さらにマーベルは配信ドラマでトム・ヒドルストン主演による邪神ロキ様(!)のドラマ・シリーズを企画しているとのこと。ちなみに僕は昔から、東宝怪獣の中でキングギドラが好きなのですが、いつもゴジラとの共演がマスト。いつかキングギドラ単独の怪獣映画が観たい!と思っていたので、「ヴェノム」にインスパイアされて「シン・ギドラ」とか作らないかな。
もっとも今回の映画は、終始ヴェノムが悪者というわけではなく、ヴェノムがもっと悪い奴と戦う、という“ヒーロー物”になる模様。毒をもって毒を制す的なヒーロー・アクションなのですね。

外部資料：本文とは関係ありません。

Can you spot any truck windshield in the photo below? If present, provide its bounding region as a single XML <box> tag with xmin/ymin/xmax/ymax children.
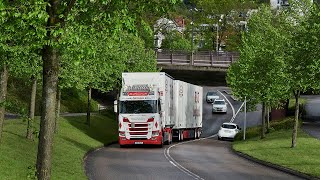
<box><xmin>120</xmin><ymin>100</ymin><xmax>157</xmax><ymax>114</ymax></box>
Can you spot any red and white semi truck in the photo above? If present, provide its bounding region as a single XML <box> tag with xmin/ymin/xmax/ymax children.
<box><xmin>116</xmin><ymin>72</ymin><xmax>202</xmax><ymax>146</ymax></box>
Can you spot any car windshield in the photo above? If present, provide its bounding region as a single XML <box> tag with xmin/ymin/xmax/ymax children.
<box><xmin>213</xmin><ymin>101</ymin><xmax>225</xmax><ymax>105</ymax></box>
<box><xmin>120</xmin><ymin>100</ymin><xmax>157</xmax><ymax>114</ymax></box>
<box><xmin>221</xmin><ymin>124</ymin><xmax>237</xmax><ymax>129</ymax></box>
<box><xmin>207</xmin><ymin>92</ymin><xmax>217</xmax><ymax>96</ymax></box>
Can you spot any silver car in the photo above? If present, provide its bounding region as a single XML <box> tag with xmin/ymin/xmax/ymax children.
<box><xmin>206</xmin><ymin>91</ymin><xmax>219</xmax><ymax>103</ymax></box>
<box><xmin>212</xmin><ymin>99</ymin><xmax>227</xmax><ymax>113</ymax></box>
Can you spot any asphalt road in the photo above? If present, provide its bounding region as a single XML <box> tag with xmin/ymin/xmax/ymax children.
<box><xmin>85</xmin><ymin>87</ymin><xmax>299</xmax><ymax>180</ymax></box>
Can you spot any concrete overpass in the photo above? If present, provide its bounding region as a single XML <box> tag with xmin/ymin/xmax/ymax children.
<box><xmin>157</xmin><ymin>51</ymin><xmax>239</xmax><ymax>86</ymax></box>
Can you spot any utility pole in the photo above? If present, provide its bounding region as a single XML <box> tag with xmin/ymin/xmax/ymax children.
<box><xmin>216</xmin><ymin>23</ymin><xmax>219</xmax><ymax>53</ymax></box>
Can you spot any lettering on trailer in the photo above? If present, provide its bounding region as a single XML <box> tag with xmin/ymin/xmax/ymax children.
<box><xmin>179</xmin><ymin>85</ymin><xmax>183</xmax><ymax>97</ymax></box>
<box><xmin>120</xmin><ymin>96</ymin><xmax>156</xmax><ymax>101</ymax></box>
<box><xmin>194</xmin><ymin>91</ymin><xmax>200</xmax><ymax>103</ymax></box>
<box><xmin>193</xmin><ymin>107</ymin><xmax>200</xmax><ymax>116</ymax></box>
<box><xmin>128</xmin><ymin>92</ymin><xmax>149</xmax><ymax>96</ymax></box>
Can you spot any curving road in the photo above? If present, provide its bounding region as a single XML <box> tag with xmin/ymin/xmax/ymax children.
<box><xmin>85</xmin><ymin>87</ymin><xmax>299</xmax><ymax>180</ymax></box>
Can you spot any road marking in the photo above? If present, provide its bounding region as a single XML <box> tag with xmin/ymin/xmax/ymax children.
<box><xmin>163</xmin><ymin>90</ymin><xmax>235</xmax><ymax>180</ymax></box>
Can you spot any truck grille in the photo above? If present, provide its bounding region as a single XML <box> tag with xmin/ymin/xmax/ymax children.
<box><xmin>128</xmin><ymin>122</ymin><xmax>148</xmax><ymax>139</ymax></box>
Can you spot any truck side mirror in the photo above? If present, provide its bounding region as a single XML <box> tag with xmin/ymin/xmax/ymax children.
<box><xmin>113</xmin><ymin>100</ymin><xmax>118</xmax><ymax>113</ymax></box>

アメコミ・ヒーロー好きとして「ヴェノム」はもちろん見逃せませんが、本作に期待している要素がもう一つあって、それはホラー映画としての「ヴェノム」。
そもそもスーパーヒーロー映画というのは夏かクリスマスの公開が多いのに、「ヴェノム」は10月全米公開。実は9~10月というのはハロウィンが近いので、ホラー映画系が多く公開される時期なのです。「IT/イット“それ”が見えたら、終わり。」も秋公開でした。「ヴェノム」のポスター等のビジュアルを見たら、全然ヒーローには見えない、むしろモンスターですよね。
そもそも宇宙から来たドロドロの生物が人にとりついて怪物化させるという設定からして典型的なエイリアン・ホラー。とどめは本作の監督が「ゾンビランド」のルーベン・フライシャーだということ。明らかに製作陣は「ヴェノム」をホラー・アクション仕立てにしようとしています。というわけで今年のハロウィンの仮装はヴェノムにしました。あの口自体、ハロウィンのカボチャのようですし(笑)。